The shear viscosity of parton matter under anisotropic scatterings

Abstract

The shear viscosity $\eta$ of a quark-gluon plasma in equilibrium can be calculated analytically using multiple methods or numerically using the Green-Kubo relation. It has been realized, which we confirm here, that the Chapman-Enskog method agrees well with the Green-Kubo result for both isotropic and anisotropic two-body scatterings. We then apply the Chapman-Enskog method to study the shear viscosity of the parton matter from a multi-phase transport model, which can be considered as a plasma in full thermal equilibrium but partial chemical equilibrium.

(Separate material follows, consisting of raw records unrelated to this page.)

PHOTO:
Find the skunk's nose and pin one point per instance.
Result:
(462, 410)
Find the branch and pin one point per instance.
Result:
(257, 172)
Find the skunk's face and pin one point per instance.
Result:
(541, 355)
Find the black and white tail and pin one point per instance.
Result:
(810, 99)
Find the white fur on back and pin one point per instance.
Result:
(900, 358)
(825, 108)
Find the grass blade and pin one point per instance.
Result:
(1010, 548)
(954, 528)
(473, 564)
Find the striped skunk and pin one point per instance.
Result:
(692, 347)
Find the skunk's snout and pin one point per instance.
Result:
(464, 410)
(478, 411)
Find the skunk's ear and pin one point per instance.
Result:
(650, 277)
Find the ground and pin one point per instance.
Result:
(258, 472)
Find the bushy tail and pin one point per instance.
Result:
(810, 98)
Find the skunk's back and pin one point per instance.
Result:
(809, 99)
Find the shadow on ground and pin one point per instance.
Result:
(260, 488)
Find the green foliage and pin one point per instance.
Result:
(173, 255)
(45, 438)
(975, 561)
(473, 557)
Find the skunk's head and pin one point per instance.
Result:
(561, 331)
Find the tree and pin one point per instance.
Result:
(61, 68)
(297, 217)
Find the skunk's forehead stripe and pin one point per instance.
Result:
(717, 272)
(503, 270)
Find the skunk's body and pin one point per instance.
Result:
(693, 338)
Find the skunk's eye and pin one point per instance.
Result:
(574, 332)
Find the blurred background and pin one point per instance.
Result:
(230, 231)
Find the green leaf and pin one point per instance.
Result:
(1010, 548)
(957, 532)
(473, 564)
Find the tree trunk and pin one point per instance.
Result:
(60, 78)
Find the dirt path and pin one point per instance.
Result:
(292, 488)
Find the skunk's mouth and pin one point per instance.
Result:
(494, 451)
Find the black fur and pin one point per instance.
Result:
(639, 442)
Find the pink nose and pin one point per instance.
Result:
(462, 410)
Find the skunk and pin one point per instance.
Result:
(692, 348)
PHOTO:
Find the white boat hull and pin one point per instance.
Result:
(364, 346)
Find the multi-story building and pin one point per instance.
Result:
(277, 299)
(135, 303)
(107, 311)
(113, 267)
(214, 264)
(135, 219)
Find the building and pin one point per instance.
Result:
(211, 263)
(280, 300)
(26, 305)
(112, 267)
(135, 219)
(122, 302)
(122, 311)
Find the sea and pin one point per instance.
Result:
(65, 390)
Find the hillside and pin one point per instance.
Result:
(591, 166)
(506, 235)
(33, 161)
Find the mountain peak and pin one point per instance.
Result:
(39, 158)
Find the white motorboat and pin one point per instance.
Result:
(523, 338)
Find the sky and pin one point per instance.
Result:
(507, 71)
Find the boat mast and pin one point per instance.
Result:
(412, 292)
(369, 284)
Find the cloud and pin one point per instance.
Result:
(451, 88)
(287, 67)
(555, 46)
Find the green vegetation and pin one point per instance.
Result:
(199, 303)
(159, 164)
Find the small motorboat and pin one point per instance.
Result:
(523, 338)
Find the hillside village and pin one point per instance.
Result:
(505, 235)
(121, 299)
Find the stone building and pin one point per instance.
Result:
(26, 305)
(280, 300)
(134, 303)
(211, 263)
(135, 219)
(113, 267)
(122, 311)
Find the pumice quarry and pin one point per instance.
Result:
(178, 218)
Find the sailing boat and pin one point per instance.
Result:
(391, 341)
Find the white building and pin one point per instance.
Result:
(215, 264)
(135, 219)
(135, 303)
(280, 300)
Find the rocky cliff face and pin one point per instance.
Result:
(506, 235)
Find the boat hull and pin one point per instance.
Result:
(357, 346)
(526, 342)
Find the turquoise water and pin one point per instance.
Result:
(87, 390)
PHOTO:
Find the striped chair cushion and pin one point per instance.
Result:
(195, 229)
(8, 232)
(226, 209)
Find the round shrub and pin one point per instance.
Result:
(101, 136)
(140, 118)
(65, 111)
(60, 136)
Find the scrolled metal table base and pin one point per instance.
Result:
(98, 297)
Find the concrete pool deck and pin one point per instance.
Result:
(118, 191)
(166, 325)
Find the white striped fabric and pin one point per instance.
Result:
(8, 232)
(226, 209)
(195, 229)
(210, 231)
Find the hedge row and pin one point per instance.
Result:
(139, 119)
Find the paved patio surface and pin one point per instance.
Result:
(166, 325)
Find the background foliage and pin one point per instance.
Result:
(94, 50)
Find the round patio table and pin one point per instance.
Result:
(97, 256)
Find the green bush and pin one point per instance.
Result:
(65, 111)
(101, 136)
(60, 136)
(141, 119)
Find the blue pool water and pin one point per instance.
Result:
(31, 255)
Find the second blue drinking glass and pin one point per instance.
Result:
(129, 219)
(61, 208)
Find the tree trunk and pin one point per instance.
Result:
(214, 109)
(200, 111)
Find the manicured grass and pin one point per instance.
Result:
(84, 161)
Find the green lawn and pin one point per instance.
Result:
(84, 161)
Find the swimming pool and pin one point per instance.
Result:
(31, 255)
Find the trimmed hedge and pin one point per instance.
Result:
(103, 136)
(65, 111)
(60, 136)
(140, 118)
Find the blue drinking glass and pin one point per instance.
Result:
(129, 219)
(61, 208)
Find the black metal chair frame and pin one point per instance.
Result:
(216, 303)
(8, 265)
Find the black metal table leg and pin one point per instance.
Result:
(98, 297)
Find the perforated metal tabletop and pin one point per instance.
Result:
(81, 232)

In particular, we study the parton matter in the center cell of central and midcentral Au+Au collisions at $200A$ GeV and Pb+Pb collisions at $2760A$ GeV. As a result of using a constant Debye mass or cross section $\sigma$ for parton scatterings, the $\eta/s$ ratio increases with time (as the effective temperature decreases), contrary to the trend preferred by Bayesian analysis of the experimental data or pQCD results that use temperature-dependent Debye masses. At $\sigma=3$ mb that enables the transport model to approximately reproduce the elliptic flow data of the bulk matter, the average $\eta/s$ of the parton matter in partial equilibrium is found to be very small, between one to two times $1/(4\pi)$.